Sunday, April 15, 2012

Pepper Seedlings Turning Yellow UPDATE

I posted a couple of weeks ago about how my once healthy pepper seedlings were starting to turn yellow. They started out a rich green, then developed purple spots on the leaves and then started to turn yellow.


I did some research and found a variety of reasons why this might happen. Luckily most of the reasons were not disease related.

 Possible causes:
- Watering with chlorinated water.
- Over watering causing nutrient deficiencies or excess nitrogen absorption.
- Too much light (from florescent lights indoors) causing a phosphorus deficiency.

Purple spots on leaves and the stem is usually a sign of a phosphorus deficiency.
Yellowing leaves are usually a sign of a excess nitrogen.

I decided to leave most of the plants alone and see what happened over time. With these plants I stopped watering them until the soil was dry. Then I only watered with non-chlorinated water. I filled a jug with tap water and then let it sit out overnight so that the chlorine would evaporate.

I chose 3 plants as test subjects to see if a different treatment would make a difference. I removed the 3 plants from their pots and examined the roots. They looked healthy  but the soil felt pretty waterlogged. I carefully  shook most of the soil off of the roots and replaced it with new dry soil. The plants were watered with regular strength liquid kelp (made with non-chlorinated water). Before this watering the seedling had only been watered with 1/2 strength liquid kelp. I only gave the plants enough liquid to dampen the soil.

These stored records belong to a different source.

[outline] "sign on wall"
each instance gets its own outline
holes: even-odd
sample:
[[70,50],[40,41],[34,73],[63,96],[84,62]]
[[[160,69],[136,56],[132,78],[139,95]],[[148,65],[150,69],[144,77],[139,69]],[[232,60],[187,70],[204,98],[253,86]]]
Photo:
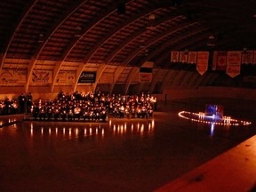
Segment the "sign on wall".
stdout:
[[33,70],[31,85],[48,85],[52,84],[52,70]]
[[0,74],[0,84],[20,85],[26,83],[26,69],[3,69]]
[[235,77],[240,74],[241,55],[241,51],[228,52],[226,73],[231,77]]
[[209,52],[197,52],[196,70],[203,76],[208,69]]
[[76,71],[60,71],[57,76],[56,84],[75,84]]
[[140,82],[150,82],[152,80],[152,69],[154,63],[146,61],[140,68]]
[[96,81],[96,72],[83,71],[79,76],[79,84],[92,84]]

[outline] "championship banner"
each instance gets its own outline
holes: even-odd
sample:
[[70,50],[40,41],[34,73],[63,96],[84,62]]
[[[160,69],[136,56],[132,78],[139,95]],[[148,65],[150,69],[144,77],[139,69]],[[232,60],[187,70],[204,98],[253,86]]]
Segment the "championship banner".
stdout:
[[75,84],[76,71],[59,71],[56,84]]
[[112,73],[102,73],[99,80],[100,84],[113,84],[114,82],[114,74]]
[[20,85],[26,84],[27,70],[25,69],[2,69],[0,74],[0,84]]
[[209,52],[197,52],[196,70],[203,76],[208,69]]
[[242,52],[241,64],[252,64],[253,63],[253,51],[244,51]]
[[227,70],[226,73],[235,77],[240,74],[241,68],[241,51],[228,52]]
[[214,52],[213,52],[213,57],[212,57],[212,70],[216,70],[217,62],[218,62],[218,52],[214,51]]
[[140,68],[140,82],[151,82],[153,65],[154,65],[153,62],[146,61]]
[[52,70],[33,70],[31,85],[48,85],[50,84],[52,84]]
[[171,62],[179,62],[180,60],[180,52],[171,52]]
[[188,52],[180,52],[180,62],[188,63]]
[[227,52],[218,52],[216,70],[226,70],[227,68]]
[[92,84],[96,81],[96,72],[83,71],[79,76],[79,84]]
[[256,64],[256,51],[253,51],[253,64]]
[[197,56],[196,52],[189,52],[188,62],[190,64],[196,64],[196,56]]

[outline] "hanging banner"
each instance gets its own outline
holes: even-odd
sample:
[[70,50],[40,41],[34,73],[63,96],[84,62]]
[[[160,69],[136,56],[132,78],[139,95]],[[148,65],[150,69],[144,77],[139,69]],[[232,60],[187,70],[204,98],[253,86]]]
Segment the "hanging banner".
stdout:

Then they were set under the lights and were not watered again until the soil was very dry.

No changes were made to the lighting set up.

After the first week all of the plants had leaves that were drying up and falling off, but also showed some new green growth on top.

After the second week (now), I am starting to see a big difference between the 2 groups of plants

Plants left alone:
- bottom leaves dried up and fell off.
- new leaf growth on top, but all of the leaves remained pale, curled and upright




The test subjects:
- bottom leaves dried up and fell off.
- at the beginning of the second week new healthy leaves formed and plants appear to be on the mend.




Because the test subject plants seem to be a success I repotted the remaining plants today and gave all of the peppers a drink of regular strength liquid kelp.
Hopefully they will all return to normal or at least be on the road to recovery in time for planting.

UPDATE 5/2/2012: I only bottom water my seedlings. Instead of watering by pouring water into the pot from above, instead fill a tray with water and allow the plants/ soil to absorb the water. This will help prevent the nutrients from being washed out of the soil.

1 comment:

  1. thank you ,this is the info i was looking for. I read somewhere about watering with water from the tap and switched to distilled water,seem to be doing better.